Tras los saludos y la alegría de verse, al menos digitalmente a través de la plataforma-, las hermanas alabaron al Señor y escucharon el mensaje que Maribel Henríquez, Directora del Departamento Femenino de la 1° Iglesia de Rancagua “Divino Salvador”, preparó para la ocasión. Y para ello,  dio lectura a la Carta de Colosenses, capítulo 2, versículos del 6 al 10.

En su meditación llamó y motivó a las hermanas a cultivar una vida arraigada en Cristo. ” Debemos apreciar la Gracia de Dios, la Salvación que se nos ha regalado, tenemos que andar con gratitud y humildad”, señaló en el contexto del versículo 6.

Ante las influencias de los pensamientos que imperan hoy en la sociedad, la hermana llamó a centrar los corazones en Cristo. ” Fijemos nuestra felicidad en Cristo. No busquemos en el mundo lo que no tenemos.  Tenemos que buscar a Cristo, porque en Él reside el privilegio de la Salvación y la plenitud de Dios”. 

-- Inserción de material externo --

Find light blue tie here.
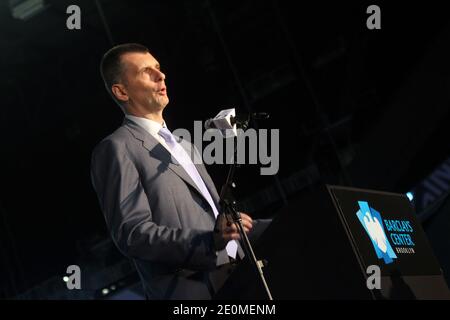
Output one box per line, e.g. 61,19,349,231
158,127,238,259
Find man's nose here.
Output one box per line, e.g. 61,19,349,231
156,70,166,81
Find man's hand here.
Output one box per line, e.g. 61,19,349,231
214,212,253,250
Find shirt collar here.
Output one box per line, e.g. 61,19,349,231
125,114,167,136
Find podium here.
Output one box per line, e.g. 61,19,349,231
214,185,450,300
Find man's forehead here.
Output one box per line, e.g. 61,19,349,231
122,52,158,69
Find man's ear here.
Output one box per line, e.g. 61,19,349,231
111,84,129,102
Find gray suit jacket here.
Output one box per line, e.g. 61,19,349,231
91,119,262,299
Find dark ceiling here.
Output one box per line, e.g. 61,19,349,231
0,0,450,295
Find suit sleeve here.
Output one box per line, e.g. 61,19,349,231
91,140,217,270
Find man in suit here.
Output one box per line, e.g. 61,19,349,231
91,44,268,299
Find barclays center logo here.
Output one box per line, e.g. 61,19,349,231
356,201,397,264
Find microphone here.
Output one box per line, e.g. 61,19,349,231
204,108,270,130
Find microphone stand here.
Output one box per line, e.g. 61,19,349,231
220,120,273,300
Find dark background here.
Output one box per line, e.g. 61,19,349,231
0,0,450,299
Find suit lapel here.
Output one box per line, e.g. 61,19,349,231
122,118,206,201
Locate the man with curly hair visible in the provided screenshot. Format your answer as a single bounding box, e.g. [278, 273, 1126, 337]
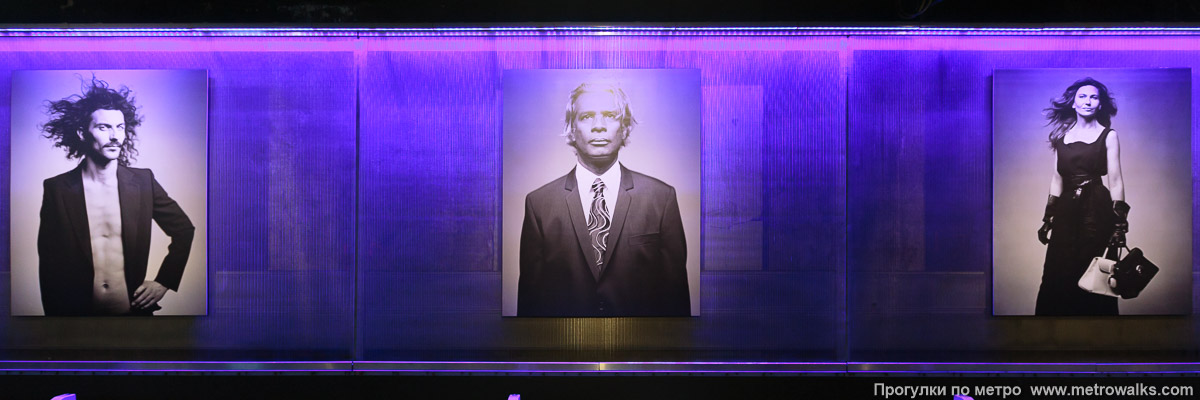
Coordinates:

Después el asesor pastoral del Departamento Presbiterial, Reverendo Christian Contador, entregó un mensaje edificador a las participantes. ” Si hay algo que podemos sacar en limpio de esta pandemia es que la alabanza y la adoración parte en casa. La familia que adora al Señor permanece fiel”.

Y agregó: “Espero que este tiempo nos haya remecido, hermanas queridas,  y que entendamos que el camino del Señor es difícil , pero es el único que lleva a la vida eterna”. 

En el último segmento de la reunión se escuchó el testimonio de la hermana Alejandra Soto, quien contó su experiencia con el coronavirus. “Nos enfermamos gravemente mi esposo y yo, mis hijos levemente. Fueron momentos oscuros. Pero aún así clamaba a Dios por misericordia. Hoy puedo decir que el Señor nos sustentó y que Él se glorificó en nuestra debilidad”.

Damos gracias a Dios, porque ha dado la perseverancia a nuestras hermanas para reunirse y edificarse con la Palabra. A seguir perseverando.